CityRealty was found back in 1995, before Google and Facebook. Geocities and Yahoo—basically an online directory at the time—were both newly-launched companies. It even predated Ask Jeeves, which didn’t make its debut until 1996. CityRealty’s earliest incarnation—a sort of glorified real estate classifieds—was cutting edge in the way that anything online back then was cutting edge just by virtue of being online.
“The people who founded the company thought it would be a listings site to compete with the newspapers,” general manager Jim Schoenburg told The Observer. “As far as we know, we’re the oldest continuously operating real estate website.”
Over the years, however, new data-driven websites shouldered CityRealty aside, even though the website evolved into a more comprehensive informational platform with building reviews/write-ups by former Times architectural writer Carter Horsley. StreetEasy, in particular, revolutionized what a real estate website could and should be, transforming the city’s historically secretive residential real estate industry into something substantially more transparent. Then came all the others—Brick Underground, Urban Edge, Apartments.com, New Construction Manhattan and launched just last year, The Observer Media Group’s own site, Living There.
Now CityRealty is trying to shed its somewhat fusty reputation and reclaim its early prominence with a focus on data-driven building and neighborhood comparisons, building rankings and a list of top 100 “blue chip” Manhattan buildings.

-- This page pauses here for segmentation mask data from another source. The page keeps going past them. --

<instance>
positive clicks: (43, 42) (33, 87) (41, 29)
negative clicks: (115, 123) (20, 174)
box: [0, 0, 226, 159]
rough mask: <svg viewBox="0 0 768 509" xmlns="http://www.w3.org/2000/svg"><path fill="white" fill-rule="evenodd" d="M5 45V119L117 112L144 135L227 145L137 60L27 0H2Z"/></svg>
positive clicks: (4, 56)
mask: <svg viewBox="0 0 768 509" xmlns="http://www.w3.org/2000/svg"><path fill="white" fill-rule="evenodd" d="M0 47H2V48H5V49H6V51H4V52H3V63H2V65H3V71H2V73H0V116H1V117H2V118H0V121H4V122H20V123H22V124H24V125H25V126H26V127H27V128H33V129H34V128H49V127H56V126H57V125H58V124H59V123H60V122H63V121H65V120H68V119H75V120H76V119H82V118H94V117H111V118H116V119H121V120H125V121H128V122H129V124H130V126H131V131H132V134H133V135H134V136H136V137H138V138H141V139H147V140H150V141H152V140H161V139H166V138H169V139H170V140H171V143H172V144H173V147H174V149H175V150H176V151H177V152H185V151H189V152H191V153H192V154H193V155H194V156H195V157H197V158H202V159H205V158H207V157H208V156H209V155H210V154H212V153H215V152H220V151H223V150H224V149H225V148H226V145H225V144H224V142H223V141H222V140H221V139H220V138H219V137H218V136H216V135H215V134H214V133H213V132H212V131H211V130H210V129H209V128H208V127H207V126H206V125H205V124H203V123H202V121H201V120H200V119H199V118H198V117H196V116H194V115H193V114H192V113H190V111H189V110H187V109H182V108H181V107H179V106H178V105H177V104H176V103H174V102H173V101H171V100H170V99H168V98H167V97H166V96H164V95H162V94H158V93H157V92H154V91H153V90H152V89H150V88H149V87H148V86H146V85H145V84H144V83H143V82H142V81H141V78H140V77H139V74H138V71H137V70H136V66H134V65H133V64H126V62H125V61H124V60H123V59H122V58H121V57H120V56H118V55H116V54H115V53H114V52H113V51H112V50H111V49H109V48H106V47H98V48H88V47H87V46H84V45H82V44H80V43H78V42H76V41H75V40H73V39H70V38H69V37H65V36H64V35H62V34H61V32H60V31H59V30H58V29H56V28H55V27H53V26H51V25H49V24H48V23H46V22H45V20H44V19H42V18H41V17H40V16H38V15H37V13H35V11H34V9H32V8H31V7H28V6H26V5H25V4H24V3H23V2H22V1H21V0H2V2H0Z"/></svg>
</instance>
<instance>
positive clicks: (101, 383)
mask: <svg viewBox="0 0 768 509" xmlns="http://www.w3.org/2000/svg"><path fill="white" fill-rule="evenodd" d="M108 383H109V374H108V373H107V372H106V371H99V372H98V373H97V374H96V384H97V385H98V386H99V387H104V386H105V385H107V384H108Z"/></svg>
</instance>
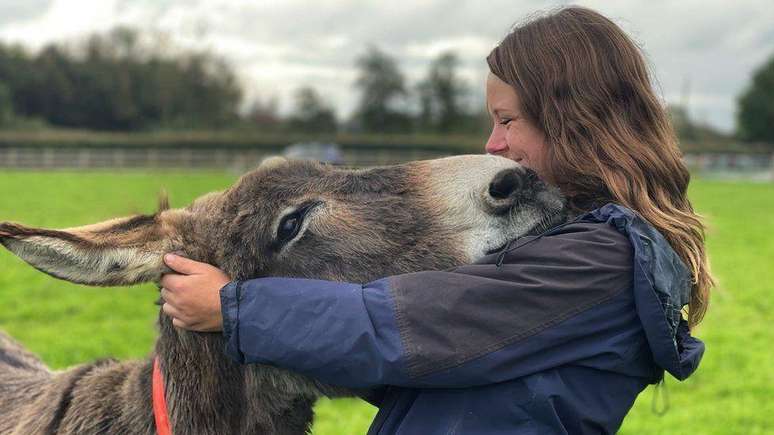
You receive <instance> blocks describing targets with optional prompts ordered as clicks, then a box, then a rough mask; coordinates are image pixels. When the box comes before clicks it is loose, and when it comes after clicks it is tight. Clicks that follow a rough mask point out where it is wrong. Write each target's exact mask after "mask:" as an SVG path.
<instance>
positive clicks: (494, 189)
mask: <svg viewBox="0 0 774 435" xmlns="http://www.w3.org/2000/svg"><path fill="white" fill-rule="evenodd" d="M520 187H521V174H520V173H519V172H518V171H514V170H506V171H502V172H500V173H499V174H497V175H496V176H495V178H494V180H492V182H491V183H489V196H491V197H492V198H495V199H505V198H508V197H509V196H511V194H512V193H513V192H515V191H516V190H517V189H518V188H520Z"/></svg>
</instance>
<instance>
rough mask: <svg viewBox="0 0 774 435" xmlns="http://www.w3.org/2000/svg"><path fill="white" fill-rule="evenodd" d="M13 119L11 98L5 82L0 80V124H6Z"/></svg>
mask: <svg viewBox="0 0 774 435" xmlns="http://www.w3.org/2000/svg"><path fill="white" fill-rule="evenodd" d="M11 119H13V99H12V98H11V91H10V90H9V89H8V86H6V85H5V83H3V82H0V126H3V125H8V124H9V123H10V122H11Z"/></svg>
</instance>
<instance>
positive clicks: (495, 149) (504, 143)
mask: <svg viewBox="0 0 774 435" xmlns="http://www.w3.org/2000/svg"><path fill="white" fill-rule="evenodd" d="M484 149H485V150H486V152H487V154H498V153H501V152H503V151H505V150H507V149H508V143H507V142H506V141H505V133H504V132H503V131H502V129H500V128H497V126H495V127H494V128H493V129H492V134H490V135H489V140H488V141H486V147H485V148H484Z"/></svg>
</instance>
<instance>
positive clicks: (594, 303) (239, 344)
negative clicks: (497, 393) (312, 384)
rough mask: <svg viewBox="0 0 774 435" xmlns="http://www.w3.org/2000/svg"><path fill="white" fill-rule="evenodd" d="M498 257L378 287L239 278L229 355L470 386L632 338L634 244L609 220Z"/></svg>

But can CityRealty really hope to supplant existing data powerhouses like StreetEasy and PropertyShark?
“I think we’re using the data in a novel way; it’s more powerful and effective,” Mr. Schoenburg said. He added that he saw CityRealty’s new features as more comprehensive and geared towards potential buyers, rather than real estate professionals.
The new website, which goes live today, has been spiffed up, with some nifty features—like the ability to easily call up graphs showing sales history in a given neighborhood or building, with price per square foot comparisons. But the historical data is somewhat limited in scope given that neighborhood price comparisons are limited to co-op sales, Manhattan, and a handful of upscale Brooklyn neighborhoods like Park Slope and Brooklyn Heights.

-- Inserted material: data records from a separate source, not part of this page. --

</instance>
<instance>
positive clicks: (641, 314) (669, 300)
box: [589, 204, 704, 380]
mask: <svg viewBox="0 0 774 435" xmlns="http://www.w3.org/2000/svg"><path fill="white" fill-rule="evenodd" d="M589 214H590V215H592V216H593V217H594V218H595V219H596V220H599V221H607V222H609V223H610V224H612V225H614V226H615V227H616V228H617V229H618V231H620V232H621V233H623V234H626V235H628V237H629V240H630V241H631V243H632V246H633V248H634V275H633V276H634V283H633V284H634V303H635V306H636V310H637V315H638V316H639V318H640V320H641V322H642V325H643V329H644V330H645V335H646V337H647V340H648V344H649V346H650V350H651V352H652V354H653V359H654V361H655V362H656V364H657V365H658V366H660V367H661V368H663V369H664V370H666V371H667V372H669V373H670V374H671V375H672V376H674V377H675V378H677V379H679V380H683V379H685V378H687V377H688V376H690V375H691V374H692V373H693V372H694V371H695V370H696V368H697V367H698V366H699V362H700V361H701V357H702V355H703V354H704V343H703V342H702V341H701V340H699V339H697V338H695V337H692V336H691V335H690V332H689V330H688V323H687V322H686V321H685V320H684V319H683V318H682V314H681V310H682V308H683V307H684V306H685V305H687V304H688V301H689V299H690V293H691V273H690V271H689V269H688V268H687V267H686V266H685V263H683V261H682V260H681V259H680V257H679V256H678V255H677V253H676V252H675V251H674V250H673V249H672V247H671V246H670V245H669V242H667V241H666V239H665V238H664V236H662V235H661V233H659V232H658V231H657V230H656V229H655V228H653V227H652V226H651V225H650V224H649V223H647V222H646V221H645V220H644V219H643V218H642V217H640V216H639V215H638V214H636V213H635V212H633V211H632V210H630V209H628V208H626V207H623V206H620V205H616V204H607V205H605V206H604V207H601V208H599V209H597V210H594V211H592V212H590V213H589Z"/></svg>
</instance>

“I think that the field has gotten more crowded, certainly some competitors have come into the marketplace and have done fairly well, others come in and fade away,” Mr. Schoenburg said. “We try to do what we do fairly well, we’re not trying to be everything to all people.”
Many of the site’s more interesting features seem designed to help out-of-towners understand and navigate the buildings and neighborhoods of New York. For example, the site includes short videos on buildings that zoom in using GoogleEarth to highlight where on the island a noteworthy building is located and give a similarly brief overview of history and facts. The site, which is funded via ad sales and broker referrals (when users register for the free site, receive a free “consultation” that matches them with a broker), is counting on increased traffic to make such free goodies .
But the site’s limited comparative data on historic co-op sales—intra-building data is available but not neighborhood data—and the decision to exclude co-ops from the top 100 building’s list may limit its influence in professional real estate circles (740 Park may not be open to the casual house hunter, but who can ignore a $52.5 million sale and some of the city’s most influential residents?). After spending some time on the new site, The Observer also wondered if the pared-down and data-heavy format for individual listings (the site pulls data from REBNY rather than broker’s sites) might dissuade another huge group of readers known to frequent real estate sites—nosy neighbors.